Compared to all previous high-resolution observations, the jet in Centaurus A has now been imaged at a tenfold higher frequency and sixteen times sharper resolution. With the resolving power of the EHT, astronomers can now link the vast radio lobes, or jets, of the source — which are 16 times the angular diameter of the Moon on the sky — to their location of origin in the center of the Centaurus A galaxy. This central region that hosts the supermassive black hole appears tiny in comparison; it is merely the size of an apple on the Moon when projected on the sky. This is a magnification factor of one billion.

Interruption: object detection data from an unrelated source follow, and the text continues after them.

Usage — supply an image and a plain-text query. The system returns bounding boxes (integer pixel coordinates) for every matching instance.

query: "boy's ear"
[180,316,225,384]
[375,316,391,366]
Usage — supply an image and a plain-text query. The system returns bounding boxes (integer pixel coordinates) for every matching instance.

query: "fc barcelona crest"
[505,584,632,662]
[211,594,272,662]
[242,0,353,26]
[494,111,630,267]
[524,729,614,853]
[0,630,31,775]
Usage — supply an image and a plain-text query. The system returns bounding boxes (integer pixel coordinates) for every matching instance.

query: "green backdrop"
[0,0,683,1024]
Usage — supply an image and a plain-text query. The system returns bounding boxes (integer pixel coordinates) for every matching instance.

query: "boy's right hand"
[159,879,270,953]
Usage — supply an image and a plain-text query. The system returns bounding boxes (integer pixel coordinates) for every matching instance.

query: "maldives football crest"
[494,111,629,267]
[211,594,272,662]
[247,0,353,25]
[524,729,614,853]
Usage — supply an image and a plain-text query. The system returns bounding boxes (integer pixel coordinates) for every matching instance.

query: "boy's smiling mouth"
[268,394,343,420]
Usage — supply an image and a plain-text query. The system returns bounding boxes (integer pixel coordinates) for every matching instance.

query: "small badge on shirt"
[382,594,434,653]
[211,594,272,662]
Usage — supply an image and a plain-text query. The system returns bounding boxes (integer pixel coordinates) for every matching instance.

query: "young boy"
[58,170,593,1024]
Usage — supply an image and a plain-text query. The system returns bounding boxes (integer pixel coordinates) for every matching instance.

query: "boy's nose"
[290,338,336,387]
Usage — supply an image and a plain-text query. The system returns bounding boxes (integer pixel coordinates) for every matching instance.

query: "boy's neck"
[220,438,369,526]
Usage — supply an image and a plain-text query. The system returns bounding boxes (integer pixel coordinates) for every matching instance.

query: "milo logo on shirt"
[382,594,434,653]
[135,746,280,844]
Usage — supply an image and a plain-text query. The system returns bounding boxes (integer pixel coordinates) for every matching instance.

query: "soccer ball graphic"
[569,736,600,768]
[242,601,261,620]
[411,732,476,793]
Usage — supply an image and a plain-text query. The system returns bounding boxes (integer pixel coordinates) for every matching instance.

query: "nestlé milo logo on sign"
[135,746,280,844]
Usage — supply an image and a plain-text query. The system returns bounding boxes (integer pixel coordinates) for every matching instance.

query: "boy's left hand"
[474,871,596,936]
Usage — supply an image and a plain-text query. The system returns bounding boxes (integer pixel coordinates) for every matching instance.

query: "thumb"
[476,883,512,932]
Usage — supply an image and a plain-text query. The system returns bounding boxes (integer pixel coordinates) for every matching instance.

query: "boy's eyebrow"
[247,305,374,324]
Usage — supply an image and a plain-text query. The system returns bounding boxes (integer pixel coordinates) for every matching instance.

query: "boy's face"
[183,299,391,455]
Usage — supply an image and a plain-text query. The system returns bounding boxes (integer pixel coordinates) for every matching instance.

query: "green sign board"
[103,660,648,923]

"It's amazing that we can study Centaurus A now with the extreme resolution of the EHT. We have never seen this nucleus before as we didn't have suffi-ciently high resolution and we weren't looking at high enough frequencies. We can finally see the core from which the jets seen on large angular scales must have originated," says Maciek Wielgus, a study co-author and researcher at the Center for Astrophysics | Harvard & Smithsonian and the Black Hole Initiative. "Centaurus A is our close neighbor in the intergalactic sense; it's only about 10 million light years away. And its central region is very different from our own galactic center; there’s so much more power emerging from the nu-cleus of Centaurus A."

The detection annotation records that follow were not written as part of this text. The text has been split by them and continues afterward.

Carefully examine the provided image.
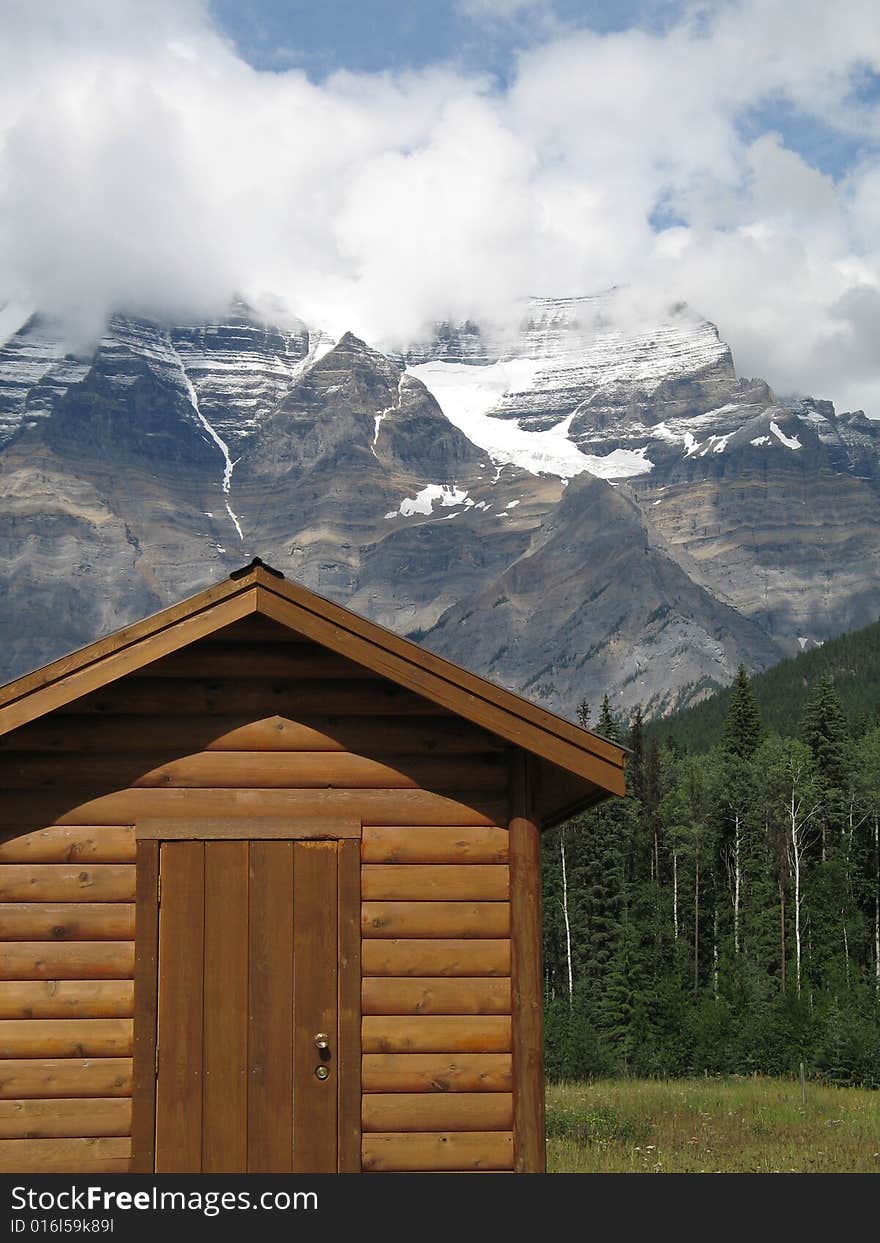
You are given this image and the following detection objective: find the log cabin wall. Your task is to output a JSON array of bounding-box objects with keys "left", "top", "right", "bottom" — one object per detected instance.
[{"left": 0, "top": 618, "right": 513, "bottom": 1173}]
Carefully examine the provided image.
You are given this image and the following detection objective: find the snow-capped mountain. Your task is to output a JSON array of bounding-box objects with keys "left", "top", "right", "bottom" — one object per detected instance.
[{"left": 0, "top": 296, "right": 880, "bottom": 715}]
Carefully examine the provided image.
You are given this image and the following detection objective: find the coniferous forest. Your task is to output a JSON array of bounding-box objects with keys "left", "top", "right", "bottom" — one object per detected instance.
[{"left": 543, "top": 669, "right": 880, "bottom": 1086}]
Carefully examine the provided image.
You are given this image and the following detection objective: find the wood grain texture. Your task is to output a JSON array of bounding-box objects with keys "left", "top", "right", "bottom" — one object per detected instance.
[
  {"left": 510, "top": 753, "right": 547, "bottom": 1173},
  {"left": 0, "top": 789, "right": 506, "bottom": 830},
  {"left": 0, "top": 1096, "right": 132, "bottom": 1140},
  {"left": 0, "top": 1058, "right": 132, "bottom": 1100},
  {"left": 360, "top": 938, "right": 511, "bottom": 977},
  {"left": 257, "top": 583, "right": 624, "bottom": 793},
  {"left": 0, "top": 902, "right": 134, "bottom": 941},
  {"left": 0, "top": 583, "right": 254, "bottom": 733},
  {"left": 337, "top": 840, "right": 360, "bottom": 1173},
  {"left": 132, "top": 842, "right": 159, "bottom": 1173},
  {"left": 363, "top": 1131, "right": 513, "bottom": 1173},
  {"left": 360, "top": 863, "right": 510, "bottom": 902},
  {"left": 201, "top": 842, "right": 249, "bottom": 1173},
  {"left": 0, "top": 825, "right": 134, "bottom": 864},
  {"left": 0, "top": 1018, "right": 132, "bottom": 1058},
  {"left": 0, "top": 751, "right": 506, "bottom": 793},
  {"left": 362, "top": 1053, "right": 513, "bottom": 1093},
  {"left": 293, "top": 842, "right": 339, "bottom": 1173},
  {"left": 61, "top": 676, "right": 438, "bottom": 717},
  {"left": 149, "top": 638, "right": 375, "bottom": 681},
  {"left": 360, "top": 902, "right": 511, "bottom": 940},
  {"left": 0, "top": 863, "right": 134, "bottom": 902},
  {"left": 0, "top": 1139, "right": 132, "bottom": 1175},
  {"left": 0, "top": 706, "right": 506, "bottom": 750},
  {"left": 155, "top": 842, "right": 205, "bottom": 1173},
  {"left": 0, "top": 941, "right": 134, "bottom": 979},
  {"left": 362, "top": 1014, "right": 511, "bottom": 1053},
  {"left": 360, "top": 824, "right": 507, "bottom": 864},
  {"left": 363, "top": 1091, "right": 513, "bottom": 1132},
  {"left": 362, "top": 976, "right": 511, "bottom": 1014},
  {"left": 0, "top": 979, "right": 134, "bottom": 1019},
  {"left": 247, "top": 842, "right": 293, "bottom": 1173},
  {"left": 135, "top": 815, "right": 360, "bottom": 842}
]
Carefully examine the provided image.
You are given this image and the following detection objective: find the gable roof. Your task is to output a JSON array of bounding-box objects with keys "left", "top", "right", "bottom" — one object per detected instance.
[{"left": 0, "top": 558, "right": 625, "bottom": 823}]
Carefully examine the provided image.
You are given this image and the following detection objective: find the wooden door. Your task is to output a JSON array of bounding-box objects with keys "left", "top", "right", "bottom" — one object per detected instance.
[{"left": 154, "top": 840, "right": 342, "bottom": 1173}]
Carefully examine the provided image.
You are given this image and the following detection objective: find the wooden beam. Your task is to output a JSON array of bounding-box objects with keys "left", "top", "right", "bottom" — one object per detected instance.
[
  {"left": 134, "top": 817, "right": 360, "bottom": 842},
  {"left": 337, "top": 839, "right": 362, "bottom": 1173},
  {"left": 0, "top": 789, "right": 506, "bottom": 828},
  {"left": 363, "top": 1131, "right": 512, "bottom": 1172},
  {"left": 132, "top": 842, "right": 159, "bottom": 1173},
  {"left": 362, "top": 1053, "right": 513, "bottom": 1094},
  {"left": 510, "top": 752, "right": 547, "bottom": 1173},
  {"left": 362, "top": 976, "right": 511, "bottom": 1014},
  {"left": 360, "top": 899, "right": 511, "bottom": 940},
  {"left": 360, "top": 937, "right": 511, "bottom": 976},
  {"left": 0, "top": 584, "right": 255, "bottom": 733}
]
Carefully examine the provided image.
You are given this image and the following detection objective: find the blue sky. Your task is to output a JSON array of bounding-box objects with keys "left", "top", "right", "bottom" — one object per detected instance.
[
  {"left": 210, "top": 0, "right": 682, "bottom": 81},
  {"left": 210, "top": 0, "right": 880, "bottom": 180},
  {"left": 0, "top": 0, "right": 880, "bottom": 414}
]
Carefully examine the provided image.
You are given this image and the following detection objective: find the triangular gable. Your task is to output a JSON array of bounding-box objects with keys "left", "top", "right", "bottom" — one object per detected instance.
[{"left": 0, "top": 559, "right": 625, "bottom": 805}]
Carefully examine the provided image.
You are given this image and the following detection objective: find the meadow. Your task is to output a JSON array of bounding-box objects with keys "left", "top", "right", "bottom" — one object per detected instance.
[{"left": 547, "top": 1076, "right": 880, "bottom": 1173}]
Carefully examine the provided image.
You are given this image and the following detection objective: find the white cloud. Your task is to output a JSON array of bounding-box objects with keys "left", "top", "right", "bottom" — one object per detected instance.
[{"left": 0, "top": 0, "right": 880, "bottom": 414}]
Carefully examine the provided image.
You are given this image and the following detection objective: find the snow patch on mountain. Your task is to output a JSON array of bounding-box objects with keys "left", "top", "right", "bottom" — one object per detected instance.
[
  {"left": 169, "top": 338, "right": 245, "bottom": 551},
  {"left": 771, "top": 423, "right": 803, "bottom": 449},
  {"left": 385, "top": 484, "right": 474, "bottom": 518},
  {"left": 409, "top": 358, "right": 653, "bottom": 480}
]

Supermassive black holes that reside in the center of galaxies like Centaurus A feed off gas and dust that is attracted by their enormous gravitational pull. This process releases massive amounts of energy and causes the galaxy to become 'active.' Most matter lying close to the edge of the black hole falls in. Some of the surrounding particles, however, escape moments before capture and are blown far out into space, creating jets — one of the most mysterious and energetic features of galaxies.
Astronomers have relied on various models of how matter behaves near black holes to better understand this process. But they still do not know exactly how jets are launched from their central region and how they can extend over scales that are larger than their host galaxies without dispersing.
The EHT aims to resolve this mystery.
The new image released today shows that the jet launched by Centaurus A is brighter at the edges compared to the center. This phenomenon is not new but has never been observed so pronounced in a jet before.
"Theoretically, jets can collide with galactic gas and heat up the edge, but the details of such a process so close to the black hole are a complete mystery," says Koushik Chatterjee, a study co-author and researcher at the Center for Astrophysics and the Black Hole Initiative. “The brightness contrast between the center and the edge could potentially provide us with new insights about the plasma physics both within and around jets, making Centaurus A an exciting target for next-generation black hole simulations."
The researchers predict that future observations at an even shorter wave-length and higher resolution will be able to photograph the central black hole of Centaurus A. This will require the use of space-based satellite observatories.
"These data are from the same observing campaign that delivered the famous image of the black hole in M87. The new results show that the EHT provides a treasure trove of data on the rich variety of black holes and there is still more to come," says Heino Falcke, EHT board member and professor for astrophysics at Radboud University.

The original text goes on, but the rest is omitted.